MMM-MCQA
MMM-MCQA copied to clipboard
about MAN
I checked the BertForMultipleChoice_SAN2 model and found the forward function need two parameters: premise_mask, hyp_mask. How can I get premise_mask and hyp_mask ? Can you give me some samples ?
hi, the premise_mask and hyp_mask are used to indicate the positions of the premise and hypothesis in a sequence. Usually the premise and hypothesis are concatenated together into a sequence and sent to the BERT model, then when we want to calculate the attention between the premise and hypothesis, we need to know which tokens in this sequence belong to the premise and which tokens for the hypothesis. So this thinking can let you know how to create these two masks.

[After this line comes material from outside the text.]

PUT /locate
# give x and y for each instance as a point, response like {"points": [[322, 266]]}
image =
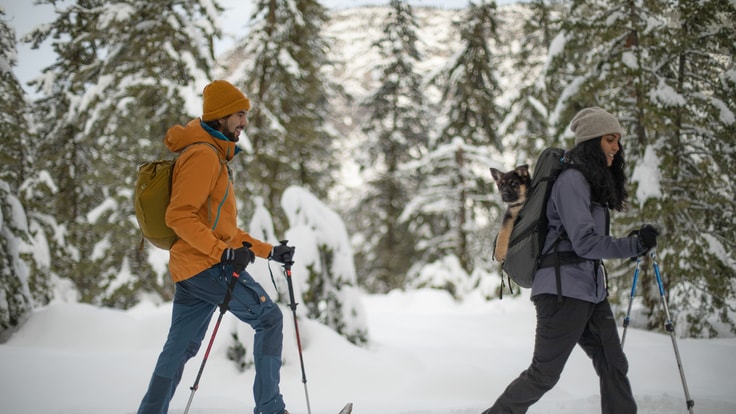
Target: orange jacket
{"points": [[202, 208]]}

Thanks for your reply. So we should prepare the premise_mask and hyp_mask datas in tokenizer ,then put them into dataset. Is that right?
The premise_mask and hyp_mask can be created together with the input mask, in which we tokenize the sequence and convert them into IDs.
Thanks. Supposed I have the following datas:
passage_text='Woman: Has Tom moved to the downtown? Man: No. He is still living in the country.' question_text='Where does Tom live? ' answer_text='In the city.'
tokenizer = BertTokenizer.from_pretrained('hfl/chinese-macbert-base')
Should I get the premise_mask and hyp_mask like these:
dict_tks2=tokenizer.encode_plus(question_text,max_length=128, padding='do_not_pad', truncation=True,
add_special_tokens=False,
return_attention_mask=True,
return_token_type_ids=False,
return_tensors='pt')
premise_mask=dict_tks2['attention_mask']
dict_tks3=tokenizer.encode_plus(answer_text,max_length=128, padding='do_not_pad', truncation=True,
add_special_tokens=False,
return_attention_mask=True,
return_token_type_ids=False,
return_tensors='pt')
hyp_mask=dict_tks3['attention_mask']
- Premise should be the concatenation of passage and question, while hypothesis is the answer
- The length of both premise and hypothesis masks should be the same as the input mask but the difference is that all numbers of the premise mask are zero except for those positions of the premise. When you generate the input mask, you first create a vector of zeros whose length is the max_sequence_length, then all positions that have tokens are changed to 1 while the other positions are remained 0. In the same manner, when you create the premise mask, you first get a vector of zeros, then you change those positions of a premise to 1.
Thanks. Got it.